“Ija Cimpa-na?”[1]
Pertanyaan seperti itu barangkali akan muncul, apabila di pertemuan masyarakat Karo, orang belum menikmati Cimpa. Penganan berbahan dasar ketan ini hampir dipastikan selalu ada dalam perpulungen (musyawarah, kebaktian lingkungan, pertemuan keluarga, dll), merdang merdem (kerja bakti tahunan), atau sejumlah pesta.
Biasanya Cimpa yang digunakan dalam forum-forum tadi adalah Cimpa Unung-unung. Kue ini terbuat dari tepung ketan merah yang diisi gula aren dan parutan kelapa. Adonan ini lalu dibungkus daun singkut kemudian dikukus. Cimpa unung-unung dibungkus dengan bentuk memanjang. Rasa manisnya terbilang pas di lidah, apalagi jika dimakan saat masih hangat.
Pada masa sekarang cimpa unung-unung juga sering dibungkus menggunakan daun pisang. Tapi penggantian ini menghasilkan sensasi aroma yang berbeda. Meski sama-sama harum, daun singkut memberi aroma khas yang lebih kentara. Ini yang akhirna membedakan rasa cimpa dengan kue ketan sejenis, semisal kue unit di Jawa atau lappet di Tanah Toba.
Cimpa juga ditemui dalam bentuk lain, yang pembuatannya tidak serumit cimpa unung-unung.
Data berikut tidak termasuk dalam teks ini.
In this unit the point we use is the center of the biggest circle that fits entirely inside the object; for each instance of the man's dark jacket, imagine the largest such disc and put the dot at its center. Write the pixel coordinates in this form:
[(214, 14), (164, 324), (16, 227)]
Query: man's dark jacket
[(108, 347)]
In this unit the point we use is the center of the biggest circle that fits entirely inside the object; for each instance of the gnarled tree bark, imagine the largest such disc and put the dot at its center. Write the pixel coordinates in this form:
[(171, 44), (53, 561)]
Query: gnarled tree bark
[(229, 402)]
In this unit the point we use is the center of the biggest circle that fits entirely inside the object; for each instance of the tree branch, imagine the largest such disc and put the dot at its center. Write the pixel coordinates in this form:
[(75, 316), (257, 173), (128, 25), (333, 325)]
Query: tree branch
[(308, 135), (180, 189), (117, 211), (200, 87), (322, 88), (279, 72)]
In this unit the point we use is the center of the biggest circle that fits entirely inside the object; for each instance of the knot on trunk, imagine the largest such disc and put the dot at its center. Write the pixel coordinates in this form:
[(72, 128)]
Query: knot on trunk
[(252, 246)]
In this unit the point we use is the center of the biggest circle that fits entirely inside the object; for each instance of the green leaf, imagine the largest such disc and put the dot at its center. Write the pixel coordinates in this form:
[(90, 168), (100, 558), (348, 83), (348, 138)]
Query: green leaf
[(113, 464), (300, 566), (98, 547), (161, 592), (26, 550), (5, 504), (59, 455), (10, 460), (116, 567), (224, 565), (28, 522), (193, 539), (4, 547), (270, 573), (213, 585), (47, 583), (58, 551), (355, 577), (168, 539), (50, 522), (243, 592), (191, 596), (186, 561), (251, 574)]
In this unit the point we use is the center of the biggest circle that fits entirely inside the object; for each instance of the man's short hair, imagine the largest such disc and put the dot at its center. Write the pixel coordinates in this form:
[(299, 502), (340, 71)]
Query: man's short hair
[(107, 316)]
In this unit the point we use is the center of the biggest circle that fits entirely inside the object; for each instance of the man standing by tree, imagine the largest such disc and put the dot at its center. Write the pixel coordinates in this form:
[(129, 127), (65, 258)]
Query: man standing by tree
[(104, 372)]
Ada adonan cimpa yang langsung dicampur jadi satu, lalu digoreng dengan minyak atau lemak. Ini dikenal dengan nama Cimpa Tuang.
Ada pula adonan cimpa yang dicampur dan disajikan agak mentah/setengah matang dikenal dengan nama Cimpa Matah. Kedua versi cimpa ini biasanya dinikmati sehari-hari, agak jarang disajikan dalam forum resmi.
Bagi masyarakat Karo menikmati cimpa, terutama cimpa unung-unung, berarti menikmati momen kebersamaan. Disana ada pertemuan, gotong royong dan semangat saling membantu. Cinta dan kebersamaan yang mengalir, bukan sekedar didokumentasikan dengan foto, tapi dirasai bersama dalam manisnya cimpa.
Mungkin saja frasa ‘tak ada pertemuan tanpa cinta, kehangatan pembicaraan serta karya bersama” bisa disederhanakan dan dikonkritkan menjadi “tak ada pertemuan tanpa cimpa.”